Alimenta: ML data pipeline and search polish

New Year's Day deep dive on Alimenta. Started with data infrastructure, ended with UI polish.

The data pipeline

Built a four-phase pipeline to collect Seattle restaurant data from Google Places API:

  1. Fetch Place IDs — Text search across 46 grid zones covering Seattle. Uses the free tier (100k requests/month). Output: ~3,000 unique Place IDs.

  2. Fetch Details — Hit the Enterprise tier for full restaurant data. $20 per 1,000 requests. This is where the cost lives.

  3. Process Data — Extract ML features: cuisine type, neighborhood, price level, service model, competition density, whether they have a full bar, website presence.

  4. Train Model — Random Forest Regressor with cross-validation. Predicts expected rating based on structural features. Gem score = actual rating minus predicted.

The grid search uses variable density—tighter spacing in downtown, Capitol Hill, and U District where restaurants cluster. Looser in residential neighborhoods. Total cost for 2,355 restaurants: about $30.

Model results

The updated dataset jumped from 1,205 to 2,355 restaurants. Discoveries more than doubled: 117 to 299.

Distribution:

  • 💎 Rare Find (≥+0.5): ~60 restaurants
  • ✨ Gem (+0.3 to +0.49): ~120 restaurants
  • 📍 Notable (+0.2 to +0.29): ~120 restaurants

About 12.7% of restaurants qualify as discoveries. That feels right—selective enough to mean something, common enough to be useful.

Security hardening

Moved the photo API from URL-based to header-based authentication. Photo references in query strings felt wrong. Also added strict validation for Place IDs (must match Google's format) and sanitized error responses.

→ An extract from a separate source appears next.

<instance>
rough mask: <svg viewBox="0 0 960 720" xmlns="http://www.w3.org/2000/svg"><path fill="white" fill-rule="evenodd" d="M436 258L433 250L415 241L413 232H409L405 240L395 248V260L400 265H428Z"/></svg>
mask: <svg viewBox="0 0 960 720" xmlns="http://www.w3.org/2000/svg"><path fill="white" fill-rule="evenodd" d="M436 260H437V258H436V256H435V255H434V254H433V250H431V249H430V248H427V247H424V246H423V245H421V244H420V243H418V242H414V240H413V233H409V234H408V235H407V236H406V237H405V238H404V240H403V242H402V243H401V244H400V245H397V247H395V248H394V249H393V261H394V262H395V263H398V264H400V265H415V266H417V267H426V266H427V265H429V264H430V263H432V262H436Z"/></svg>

Added an on-demand details endpoint. UX fields like hours, reservable, and delivery aren't needed for the map view—fetching them for 2,355 restaurants upfront would cost $47. Instead, we fetch when someone opens a restaurant card. Saves money, data stays fresh.

The badge problem

The tier badge was competing with restaurant names for attention. In dark mode it was barely visible. In light mode it felt like a sticker slapped onto the card.

Moved the tier info into the rating row as a parenthetical: ⭐ 4.8 (✨ +0.4). Reads more naturally—the tier modifies the rating rather than standing alone.

Also increased card padding throughout. Small changes that compound into something less cluttered.

Navigation fixes

Selecting a restaurant from search used to clear your results. Now the search state persists—close the restaurant card and you're back at your list.

Added a close button to the desktop card (mobile had swipe-to-dismiss, desktop had nothing). Added search history that shows your last five queries when focusing an empty search bar.

Fixed the fullscreen photo gallery. All photos were visible at once on desktop. The fix: overflow-hidden. Sometimes the bug is just a missing CSS property.